There are growing global calls for banks and financial institutions to stop funding new or expanded metallurgical coal mines, including in the Illawarra, as the race towards green steel speeds up.
A new report from French NGO Reclaim Finance says metallurgical coal has been a blind-spot for the banks, many of which have ruled out funding for thermal coal projects, but continue to finance metallurgical projects which produce coal used in steelmaking.
This is despite the burning of coal for steelmaking being responsible for 11 per cent of global emissions and the largest industrial emitter of CO2.
Currently, Australia is the second largest producer of metallurgical coal, after China, and has 28 per cent of the global pipeline for coal developments, which is only two per cent behind the world leader.

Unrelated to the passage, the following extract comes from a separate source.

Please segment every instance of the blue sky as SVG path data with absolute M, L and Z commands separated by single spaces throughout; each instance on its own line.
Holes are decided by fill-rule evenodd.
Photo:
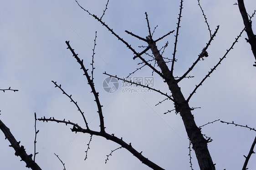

The Port Kembla Coal Terminal exports roughly 14 million tonnes of coal a year, 94 per cent of which is metallurgical coal.
Author Cynthia Rocamore said the report showed banks and financial institutions were critical in the metallurgical coal supply chain.
"The idea of this report was to lay the groundwork for finance campaigning, who to target, who had exposure and who we should prioritise in terms of trying to have policies," she said.
Australian banks including ANZ, NAB Commonwealth Bank and Westpac were major financiers of metallurgical coal projects, with ANZ providing the most financing at nearly $3 billion, according to the report.
Super funds also played a role, with AustralianSuper the seventh highest global investor in metallurgical coal developers as of June 2023, with investments of $4.129 billion.
Each of the Australian banks set rules around financial support for coal mining, with CBA requiring clients, including metallurgical coal projects, to provide a transition plan, and Westpac and NAB requiring transition plans by 2025.
ANZ has committed to exit thermal coal by 2030, but increased its exposure to metallurgical coal projects in 2023, up to $650 million this year from $500 million last year.
In the Illawarra, South32 is currently funding works at Appin mine without external finance.
"There is no loan funding associated with our investment in Illawarra Metallurgical Coal," a spokesperson for South32 said.
However Wollongong Resources, the current owner of the Russell Vale colliery went through a major debt restructure and refinancing deal in 2020. Its predecessor, Wollongong Coal Limited was forced to delist from the ASX after being unable to raise more capital and unable to afford the costs of listing on the stock exchange.
The now owner of Wollongong Resources, India's Jindal Group, has 2.7 million tonnes per year of metallurgical coal production capacity in development.
In 2020, the company was approved to extract 3.7 million tonnes of coal over the next five years at Russell Vale, however an underground explosion in 2023 limited operations for months.
Illawarra anti-coal campaigner Deidre Stuart, secretary of Protect Our Water Catchment Incorporated, said finance was essential for the operation of a number of metallurgical mines in the Illawarra.
"If banks weren't willing to finance metallurgical coal, there'd be local metallurgical coal operations that would disappear," she said.
While banks may be willing to continue to fund coal for steel production for now, the International Energy Agency has said current global reserves of metallurgical coal are sufficient for demand through to 2050.
They may be more than what is needed, it says, as the transition towards green steel accelerates.
A June 2023 report from German think-tank Agora Industry found coal could be phased out of steel making by the early 2040s.
In this framework, Australia had a significant role to play in the production of 'green iron' with its vast reserves of iron ore and renewable energy potential, Agora said.
If this happened, plans for the extension or continuation of metallurgical coal - and coal-based steel making, which happens at Port Kembla - could leave behind a slew of uneconomic assets, Ms Rocamore said.
"What we're putting forward to financial institutions is that there is a very high risk of continuing to finance those companies who continue to produce these mines, or expand existing mines, that risk becoming stranded assets," she said.
Ms Stuart said the findings were a wake-up call for local regulators and politicians who continue to approve new coal mines.
"The NSW government should stop opening up new areas to any kind of fossil fuel exploration," she said.